The US has staved off the first default in its history as congressmen voted to back the emergency package aimed at dealing with the superpower’s debt crisis.
 
The bipartisan agreement, passed by 269 votes to 161, will be a mixed blessing to President Barak Obama who faced the first real crisis of his presidential term.

The deal allows the federal government to raise the debt ceiling from $14.3 trillion to $16.7 trillion but imposes sweeping spending cuts over ten years in return.  The US hit its debt limit on May 16th this year.

Had the eleventh hour negotiated agreement not been on the President’s desk by this morning then Americans could have faced an economy in free-fall with rapidly rising interest rates, a falling dollar and unstable financial markets.

Markets had already been spooked when the negotiations appeared to be stalling and there will be relief at the eleventh hour compromise.

Vice-President Joe Biden described the debt ceiling as “the sword of Damocles” and insisted had it not been agreed then the USA would have defaulted on her debt.

Despite the dire warnings, members of both the Republican and Democratic parties still had to be persuaded of the necessity of the deal.  Scores of Democrats initially held back from voting to force Republicans to register their positions first. Then, as the time for voting wound down, Rep. Gabrielle Giffords, D-Ariz., returned to the floor for the first time since being shot in January and voted for the bill to jubilant applause.

A number of Republicans are worried about cuts in defence spending and the lack of a required ‘balanced budget’ amendment to the Constitution.  Democrats are angry over the extent of the deal’s public spending cuts, and the absence of any immediate tax hikes on wealthier Americans.

Republican Maxine Waters, of California warned that the deal “may be the single worst piece of public policy to ever come out of this institution,”.

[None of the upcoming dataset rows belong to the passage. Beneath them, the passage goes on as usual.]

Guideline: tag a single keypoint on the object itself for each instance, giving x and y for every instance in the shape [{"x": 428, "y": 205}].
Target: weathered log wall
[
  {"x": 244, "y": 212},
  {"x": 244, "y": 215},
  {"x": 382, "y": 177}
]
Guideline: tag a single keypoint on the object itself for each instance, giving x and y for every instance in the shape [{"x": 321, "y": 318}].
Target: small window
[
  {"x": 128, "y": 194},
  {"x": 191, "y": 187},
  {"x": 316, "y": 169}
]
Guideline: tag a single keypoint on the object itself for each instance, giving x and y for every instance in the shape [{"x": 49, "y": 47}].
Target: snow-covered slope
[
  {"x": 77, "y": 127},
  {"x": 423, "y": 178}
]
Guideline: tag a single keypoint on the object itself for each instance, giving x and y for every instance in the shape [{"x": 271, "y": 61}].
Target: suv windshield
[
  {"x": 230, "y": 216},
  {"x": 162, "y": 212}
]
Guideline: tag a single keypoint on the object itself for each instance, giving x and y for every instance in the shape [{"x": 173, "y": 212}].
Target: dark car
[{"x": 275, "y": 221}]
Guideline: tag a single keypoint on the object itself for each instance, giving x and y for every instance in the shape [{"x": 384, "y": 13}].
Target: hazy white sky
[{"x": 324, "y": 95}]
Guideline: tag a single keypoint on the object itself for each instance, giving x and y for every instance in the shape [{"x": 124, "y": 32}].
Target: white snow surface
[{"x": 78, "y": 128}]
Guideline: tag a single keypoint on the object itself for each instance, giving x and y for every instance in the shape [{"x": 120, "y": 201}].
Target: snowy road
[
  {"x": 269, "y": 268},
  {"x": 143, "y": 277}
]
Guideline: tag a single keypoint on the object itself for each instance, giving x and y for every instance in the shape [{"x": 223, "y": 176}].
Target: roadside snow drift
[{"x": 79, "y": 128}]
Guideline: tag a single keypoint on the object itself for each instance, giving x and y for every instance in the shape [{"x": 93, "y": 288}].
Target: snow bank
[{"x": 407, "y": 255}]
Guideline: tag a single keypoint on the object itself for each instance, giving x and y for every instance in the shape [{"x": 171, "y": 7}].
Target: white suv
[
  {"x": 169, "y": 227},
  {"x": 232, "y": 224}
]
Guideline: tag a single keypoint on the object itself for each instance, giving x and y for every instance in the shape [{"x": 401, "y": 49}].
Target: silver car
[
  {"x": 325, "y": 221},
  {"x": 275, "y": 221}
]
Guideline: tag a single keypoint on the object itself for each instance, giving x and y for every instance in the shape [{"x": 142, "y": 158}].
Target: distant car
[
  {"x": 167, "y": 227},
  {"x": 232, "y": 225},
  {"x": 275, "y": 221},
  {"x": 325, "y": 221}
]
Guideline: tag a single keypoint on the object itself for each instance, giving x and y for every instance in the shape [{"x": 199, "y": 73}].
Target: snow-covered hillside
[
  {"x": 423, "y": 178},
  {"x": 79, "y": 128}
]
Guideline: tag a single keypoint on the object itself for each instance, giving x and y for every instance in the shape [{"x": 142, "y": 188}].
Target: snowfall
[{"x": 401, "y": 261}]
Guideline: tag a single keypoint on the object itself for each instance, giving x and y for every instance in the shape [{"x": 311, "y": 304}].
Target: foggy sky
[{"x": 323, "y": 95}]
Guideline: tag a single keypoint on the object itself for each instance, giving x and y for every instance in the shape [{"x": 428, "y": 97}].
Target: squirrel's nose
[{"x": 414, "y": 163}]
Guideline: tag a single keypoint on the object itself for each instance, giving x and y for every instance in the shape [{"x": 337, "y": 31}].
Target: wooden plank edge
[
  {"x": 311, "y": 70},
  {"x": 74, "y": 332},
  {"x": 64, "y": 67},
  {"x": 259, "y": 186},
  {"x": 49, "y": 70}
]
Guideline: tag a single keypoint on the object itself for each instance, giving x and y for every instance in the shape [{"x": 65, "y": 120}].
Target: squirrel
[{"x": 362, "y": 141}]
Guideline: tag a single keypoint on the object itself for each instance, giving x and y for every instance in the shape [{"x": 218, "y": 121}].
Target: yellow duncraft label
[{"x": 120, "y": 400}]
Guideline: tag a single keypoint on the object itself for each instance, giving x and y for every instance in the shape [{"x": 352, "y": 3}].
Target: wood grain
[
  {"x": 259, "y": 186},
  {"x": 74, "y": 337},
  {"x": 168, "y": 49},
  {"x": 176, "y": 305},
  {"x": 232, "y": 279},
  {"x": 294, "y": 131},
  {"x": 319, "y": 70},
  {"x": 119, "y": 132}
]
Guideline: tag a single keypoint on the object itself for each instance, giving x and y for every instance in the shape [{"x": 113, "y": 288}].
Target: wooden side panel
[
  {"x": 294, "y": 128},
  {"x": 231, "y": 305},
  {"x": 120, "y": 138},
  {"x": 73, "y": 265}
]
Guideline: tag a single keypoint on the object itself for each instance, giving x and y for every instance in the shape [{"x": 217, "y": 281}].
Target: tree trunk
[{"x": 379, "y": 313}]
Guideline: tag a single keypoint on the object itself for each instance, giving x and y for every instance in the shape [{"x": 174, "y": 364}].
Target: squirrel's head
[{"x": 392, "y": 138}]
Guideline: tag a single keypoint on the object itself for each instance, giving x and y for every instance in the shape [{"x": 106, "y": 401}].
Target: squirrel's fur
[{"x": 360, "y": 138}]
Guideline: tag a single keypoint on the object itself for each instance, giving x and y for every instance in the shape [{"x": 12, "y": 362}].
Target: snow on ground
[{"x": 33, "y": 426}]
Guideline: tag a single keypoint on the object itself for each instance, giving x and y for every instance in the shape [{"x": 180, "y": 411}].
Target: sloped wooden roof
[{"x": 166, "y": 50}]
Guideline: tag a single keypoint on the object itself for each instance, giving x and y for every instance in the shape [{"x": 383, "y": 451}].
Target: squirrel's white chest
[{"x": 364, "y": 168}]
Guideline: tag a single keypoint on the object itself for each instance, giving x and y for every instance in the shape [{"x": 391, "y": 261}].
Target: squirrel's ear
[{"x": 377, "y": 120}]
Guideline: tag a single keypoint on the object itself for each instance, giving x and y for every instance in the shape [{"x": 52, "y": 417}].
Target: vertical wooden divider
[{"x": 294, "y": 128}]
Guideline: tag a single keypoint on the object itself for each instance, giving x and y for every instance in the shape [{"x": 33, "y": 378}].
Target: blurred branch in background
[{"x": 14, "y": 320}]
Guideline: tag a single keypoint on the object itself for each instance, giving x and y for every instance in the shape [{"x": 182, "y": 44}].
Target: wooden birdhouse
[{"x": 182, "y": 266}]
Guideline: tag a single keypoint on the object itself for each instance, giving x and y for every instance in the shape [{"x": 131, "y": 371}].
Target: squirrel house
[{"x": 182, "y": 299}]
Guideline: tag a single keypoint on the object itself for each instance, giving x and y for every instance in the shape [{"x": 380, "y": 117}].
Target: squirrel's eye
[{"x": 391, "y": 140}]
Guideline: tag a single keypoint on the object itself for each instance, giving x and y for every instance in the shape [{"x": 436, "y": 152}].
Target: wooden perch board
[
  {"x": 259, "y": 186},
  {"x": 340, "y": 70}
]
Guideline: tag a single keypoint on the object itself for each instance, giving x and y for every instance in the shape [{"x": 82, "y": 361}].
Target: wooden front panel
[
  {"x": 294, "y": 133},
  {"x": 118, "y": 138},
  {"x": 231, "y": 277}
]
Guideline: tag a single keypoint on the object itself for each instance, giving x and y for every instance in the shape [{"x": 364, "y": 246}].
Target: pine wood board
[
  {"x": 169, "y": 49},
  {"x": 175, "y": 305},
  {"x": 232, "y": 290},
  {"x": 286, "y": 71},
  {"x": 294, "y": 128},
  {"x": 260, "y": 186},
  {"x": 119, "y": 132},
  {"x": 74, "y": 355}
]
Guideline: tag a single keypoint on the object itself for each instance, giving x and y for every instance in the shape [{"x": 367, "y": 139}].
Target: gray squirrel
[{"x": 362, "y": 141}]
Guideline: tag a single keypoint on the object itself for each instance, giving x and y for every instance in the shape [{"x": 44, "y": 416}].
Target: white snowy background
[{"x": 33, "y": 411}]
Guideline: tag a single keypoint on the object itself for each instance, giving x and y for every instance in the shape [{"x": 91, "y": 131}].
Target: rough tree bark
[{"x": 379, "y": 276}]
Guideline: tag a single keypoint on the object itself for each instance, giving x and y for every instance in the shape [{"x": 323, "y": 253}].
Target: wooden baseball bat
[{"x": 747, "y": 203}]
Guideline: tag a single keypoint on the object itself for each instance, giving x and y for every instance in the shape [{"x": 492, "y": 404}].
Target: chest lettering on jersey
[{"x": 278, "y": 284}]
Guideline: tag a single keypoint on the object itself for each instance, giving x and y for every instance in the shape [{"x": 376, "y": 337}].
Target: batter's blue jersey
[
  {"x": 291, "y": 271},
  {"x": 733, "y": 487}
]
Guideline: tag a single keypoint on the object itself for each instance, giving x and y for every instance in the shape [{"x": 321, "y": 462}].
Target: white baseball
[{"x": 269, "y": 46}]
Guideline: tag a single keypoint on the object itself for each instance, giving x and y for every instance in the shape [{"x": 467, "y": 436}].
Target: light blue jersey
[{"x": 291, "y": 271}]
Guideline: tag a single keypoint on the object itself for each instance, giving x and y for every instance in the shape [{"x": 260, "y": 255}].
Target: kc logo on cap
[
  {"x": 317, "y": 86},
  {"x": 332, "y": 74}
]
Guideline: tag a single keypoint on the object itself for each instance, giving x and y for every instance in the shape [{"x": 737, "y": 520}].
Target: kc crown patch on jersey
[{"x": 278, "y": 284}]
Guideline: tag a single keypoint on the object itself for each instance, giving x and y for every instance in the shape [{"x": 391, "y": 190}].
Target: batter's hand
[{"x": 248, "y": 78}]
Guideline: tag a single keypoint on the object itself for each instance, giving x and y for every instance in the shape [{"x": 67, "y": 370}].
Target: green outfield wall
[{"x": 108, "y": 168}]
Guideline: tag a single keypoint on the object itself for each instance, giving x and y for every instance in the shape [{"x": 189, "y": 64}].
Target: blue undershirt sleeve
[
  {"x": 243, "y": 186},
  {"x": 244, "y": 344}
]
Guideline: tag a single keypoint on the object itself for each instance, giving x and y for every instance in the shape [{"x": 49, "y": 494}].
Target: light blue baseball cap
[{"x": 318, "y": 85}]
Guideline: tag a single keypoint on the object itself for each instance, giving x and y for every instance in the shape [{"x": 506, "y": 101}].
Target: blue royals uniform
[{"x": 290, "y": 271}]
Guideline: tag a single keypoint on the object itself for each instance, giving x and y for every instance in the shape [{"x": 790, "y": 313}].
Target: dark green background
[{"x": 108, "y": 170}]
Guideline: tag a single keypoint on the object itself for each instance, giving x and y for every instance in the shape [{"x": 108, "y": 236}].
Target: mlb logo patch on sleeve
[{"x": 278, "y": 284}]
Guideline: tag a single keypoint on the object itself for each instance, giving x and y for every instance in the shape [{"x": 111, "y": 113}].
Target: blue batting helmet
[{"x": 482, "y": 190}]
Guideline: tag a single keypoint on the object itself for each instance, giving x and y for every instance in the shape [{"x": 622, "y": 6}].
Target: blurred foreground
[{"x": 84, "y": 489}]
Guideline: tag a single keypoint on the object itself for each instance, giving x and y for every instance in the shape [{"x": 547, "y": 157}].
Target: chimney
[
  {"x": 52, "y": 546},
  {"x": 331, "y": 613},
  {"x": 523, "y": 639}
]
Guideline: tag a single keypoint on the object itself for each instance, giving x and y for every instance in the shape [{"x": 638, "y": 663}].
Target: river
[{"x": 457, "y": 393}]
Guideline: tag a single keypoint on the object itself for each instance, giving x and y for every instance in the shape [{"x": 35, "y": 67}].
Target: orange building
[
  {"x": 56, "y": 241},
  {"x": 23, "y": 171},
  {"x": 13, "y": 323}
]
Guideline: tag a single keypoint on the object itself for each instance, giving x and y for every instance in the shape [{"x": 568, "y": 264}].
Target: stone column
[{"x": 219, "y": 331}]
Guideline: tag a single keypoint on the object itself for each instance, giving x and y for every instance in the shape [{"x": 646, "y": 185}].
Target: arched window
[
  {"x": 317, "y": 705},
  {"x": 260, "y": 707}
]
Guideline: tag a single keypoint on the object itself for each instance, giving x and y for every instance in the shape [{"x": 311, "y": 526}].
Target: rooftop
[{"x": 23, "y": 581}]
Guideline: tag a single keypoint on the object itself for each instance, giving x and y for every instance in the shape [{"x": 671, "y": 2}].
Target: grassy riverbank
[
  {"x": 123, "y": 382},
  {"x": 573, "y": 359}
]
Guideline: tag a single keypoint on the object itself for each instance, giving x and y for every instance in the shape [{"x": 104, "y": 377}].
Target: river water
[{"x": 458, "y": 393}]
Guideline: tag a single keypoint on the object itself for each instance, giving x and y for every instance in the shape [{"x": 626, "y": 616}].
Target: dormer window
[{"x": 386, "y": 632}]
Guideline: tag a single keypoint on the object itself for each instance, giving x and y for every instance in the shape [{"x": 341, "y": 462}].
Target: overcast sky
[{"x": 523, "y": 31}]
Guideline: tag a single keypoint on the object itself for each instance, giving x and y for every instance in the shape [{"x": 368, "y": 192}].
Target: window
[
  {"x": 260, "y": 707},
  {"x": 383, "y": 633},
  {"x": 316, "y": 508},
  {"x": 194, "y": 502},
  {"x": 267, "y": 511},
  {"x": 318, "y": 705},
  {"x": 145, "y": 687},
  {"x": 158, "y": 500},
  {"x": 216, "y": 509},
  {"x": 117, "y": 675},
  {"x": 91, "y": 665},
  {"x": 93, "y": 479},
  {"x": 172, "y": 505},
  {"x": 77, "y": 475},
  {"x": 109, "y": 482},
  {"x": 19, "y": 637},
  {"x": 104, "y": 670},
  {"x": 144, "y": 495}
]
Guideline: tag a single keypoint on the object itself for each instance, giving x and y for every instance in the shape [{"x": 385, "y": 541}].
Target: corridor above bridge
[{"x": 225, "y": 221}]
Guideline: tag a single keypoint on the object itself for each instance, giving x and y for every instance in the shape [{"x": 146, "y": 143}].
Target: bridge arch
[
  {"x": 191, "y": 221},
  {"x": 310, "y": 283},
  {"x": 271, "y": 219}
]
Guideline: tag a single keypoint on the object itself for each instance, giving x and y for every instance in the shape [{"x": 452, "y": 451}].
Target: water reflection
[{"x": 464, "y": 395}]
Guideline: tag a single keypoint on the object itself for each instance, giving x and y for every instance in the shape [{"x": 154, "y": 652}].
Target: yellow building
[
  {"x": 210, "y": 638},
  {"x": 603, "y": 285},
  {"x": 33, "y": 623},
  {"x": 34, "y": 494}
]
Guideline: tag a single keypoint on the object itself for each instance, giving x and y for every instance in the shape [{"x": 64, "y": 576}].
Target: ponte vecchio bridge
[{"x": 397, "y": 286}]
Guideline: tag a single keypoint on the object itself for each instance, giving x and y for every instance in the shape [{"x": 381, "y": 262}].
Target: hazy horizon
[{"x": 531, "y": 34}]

Democratic House Minority Leader Nancy Pelosi said: “We’re very concerned that [the] bill makes these big cuts and has … not one red cent from the wealthiest people in our country”.

The spectre of the world’s economic superpower nearing financial disaster and having to implement savage spending cuts to avoid defaulting will come as a shock to those who have long argued that with size comes a guarantee of security.

The collapse of some of the world’s biggest financial institutions has reverberated throughout the global economy shaking large and small alike.  Ireland and Greece have accepted bailouts and Spain, Portugal and Italy currently teeter.

With the UK economy currently treading water and forecasts of sluggish growth, there will be fears that the strategy of printing money has not worked and the country is still not out of the woods.